Vozes da Maturidade is a Brazilian podcast released on June 18, 2022. The podcast addresses autism in older people.

History 
Vozes da Maturidade is directed and presented by Selma Sueli Silva and Sophia Mendonça, who are vloggers from the YouTube channel Mundo Autista and both autistic women. This is the sixth documentary produced by Mundo Autista.

This podcast talks about the experiences of elderly autistic people, reports of elderly people who suspect they are autistic, their experiences in family and society, as well as reports from professionals who work with elderly autistic people. Vozes da Maturidade was released on Autistic Pride Day.

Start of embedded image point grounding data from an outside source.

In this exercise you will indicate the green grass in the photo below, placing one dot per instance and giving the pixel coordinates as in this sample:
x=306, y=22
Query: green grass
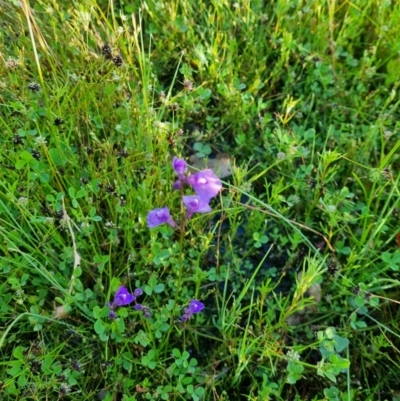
x=298, y=262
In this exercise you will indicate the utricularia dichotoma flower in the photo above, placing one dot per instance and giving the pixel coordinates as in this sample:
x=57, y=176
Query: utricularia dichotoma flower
x=123, y=298
x=195, y=306
x=206, y=185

According to Silva, the objective is to address issues that are often little explored or almost unknown about autism, such as autism in adults, autism in females, reflections on the rights and treatments of people with disabilities, among other topics related to inclusion and human diversity. About the work, Mendonça declared that we have been moving little by little in the production of knowledge about autism in adults, but there is still a long way of understanding and study ahead when we talk about autism after adolescence. For her, there is the knowledge that adults demand other types of support. After all, they have a very different day-to-day life than children, with the demands of adult life. In addition, autistic adults accumulate a baggage of experience and repertoires that can camouflage or mask autism. So, in the case of the elderly, all of this becomes even more complex. For the director, even access to the medical report is much more difficult in these cases.